Core types for knowledge graphs.
This crate provides foundational types for working with knowledge graphs:
- [
Triple] - A (subject, predicate, object) triple - [
Entity] - A node in the knowledge graph - [
Relation] - An edge type in the knowledge graph - [
KnowledgeGraph] - A homogeneous graph structure built from triples - [
HeteroGraph] - A heterogeneous graph with typed nodes and edges
Historical Context: From Databases to Graphs
| Era | Representation | Example | Limitation |
|---|---|---|---|
| 1970s | Relational | SQL tables | Fixed schema, join-heavy |
| 2001 | RDF | Semantic Web | XML verbosity, query complexity |
| 2012 | Property Graphs | Neo4j | No standard query language |
| 2019 | GNN-ready graphs | PyG, DGL | Framework-specific formats |
Knowledge graphs became essential when search engines realized that "things, not strings" (Google, 2012) captures real-world semantics that keyword matching misses.
The Triple: Atomic Unit of Knowledge
All knowledge graph formalisms reduce to the triple:
(subject, predicate, object)
(Albert Einstein, born_in, Ulm)
(Ulm, located_in, Germany)
This simple structure enables:
- Inference: If A → B → C, deduce A → C
- Composition: Merge graphs by merging shared entities
- Embedding: Represent triples as vectors for ML
Beyond Triples: N-ary Relations and Hypergraphs
Triples are limited - they can only express binary relations.

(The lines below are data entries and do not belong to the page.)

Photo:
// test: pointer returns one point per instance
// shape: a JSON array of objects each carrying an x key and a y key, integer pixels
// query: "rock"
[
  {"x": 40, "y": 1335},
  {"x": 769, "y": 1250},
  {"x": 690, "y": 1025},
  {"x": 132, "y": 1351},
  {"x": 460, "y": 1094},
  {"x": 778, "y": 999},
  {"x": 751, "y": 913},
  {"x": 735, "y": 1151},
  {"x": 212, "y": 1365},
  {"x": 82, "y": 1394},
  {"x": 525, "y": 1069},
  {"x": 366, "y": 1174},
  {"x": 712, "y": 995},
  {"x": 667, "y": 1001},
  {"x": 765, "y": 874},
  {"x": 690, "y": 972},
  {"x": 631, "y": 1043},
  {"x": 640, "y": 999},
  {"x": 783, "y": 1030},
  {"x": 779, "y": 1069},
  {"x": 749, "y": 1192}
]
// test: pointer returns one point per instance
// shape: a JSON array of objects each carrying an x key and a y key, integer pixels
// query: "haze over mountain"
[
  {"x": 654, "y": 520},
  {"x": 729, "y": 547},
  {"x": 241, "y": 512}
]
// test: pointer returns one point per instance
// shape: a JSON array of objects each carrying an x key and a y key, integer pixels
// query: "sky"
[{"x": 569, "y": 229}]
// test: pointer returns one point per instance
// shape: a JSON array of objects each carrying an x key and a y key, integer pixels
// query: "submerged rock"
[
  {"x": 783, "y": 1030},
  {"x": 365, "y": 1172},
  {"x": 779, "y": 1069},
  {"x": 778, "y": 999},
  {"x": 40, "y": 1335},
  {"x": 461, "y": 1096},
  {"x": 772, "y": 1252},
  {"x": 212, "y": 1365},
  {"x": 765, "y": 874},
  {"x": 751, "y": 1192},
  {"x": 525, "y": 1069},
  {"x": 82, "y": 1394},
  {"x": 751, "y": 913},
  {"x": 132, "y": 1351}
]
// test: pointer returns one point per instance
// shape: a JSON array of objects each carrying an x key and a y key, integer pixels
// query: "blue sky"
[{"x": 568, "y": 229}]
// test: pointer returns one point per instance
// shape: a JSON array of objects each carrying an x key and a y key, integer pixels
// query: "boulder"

Real-world facts often involve more than two entities:
(Einstein, won, Nobel Prize, Physics, 1921) -- 4 entities!
(Alice, purchased, Book, $20, Amazon, 2024-01-15) -- 6 entities!
Three approaches handle this:
| Approach | Structure | Example | Trade-off |
|---|---|---|---|
| Reification | Break into multiple triples | Creates artificial nodes | Information loss |
| Qualifiers | Triple + key-value pairs | Wikidata model | Complex querying |
| Hyperedges | N-ary relation directly | Native structure | New embeddings needed |
Reification (Workaround)
Convert n-ary facts to binary by introducing intermediate nodes:
Original: (Einstein, won, Nobel, Physics, 1921)
Reified: (Award_1, recipient, Einstein)
(Award_1, prize, Nobel)
(Award_1, field, Physics)
(Award_1, year, 1921)
Problem: Loses the atomic nature of the fact. Embedding models struggle because Award_1 is artificial - it has no semantic meaning.
Hyper-relational KGs (Wikidata Style)
Attach qualifiers to triples:
(Einstein, won, Nobel Prize)
qualifiers: {field: Physics, year: 1921}
Implemented in [hyper::HyperTriple]. Embeddings: StarE, HINGE.
Knowledge Hypergraphs (Native N-ary)
Represent facts as hyperedges connecting multiple entities with roles:
HyperEdge {
relation: "award_ceremony",
bindings: {
recipient: Einstein,
prize: Nobel,
field: Physics,
year: 1921
}
}
Implemented in [hyper::HyperEdge]. Embeddings: HSimplE, HypE, HyCubE.
Key insight: Position-aware or role-aware encoding is essential. The relation "recipient" carries different semantics than "year".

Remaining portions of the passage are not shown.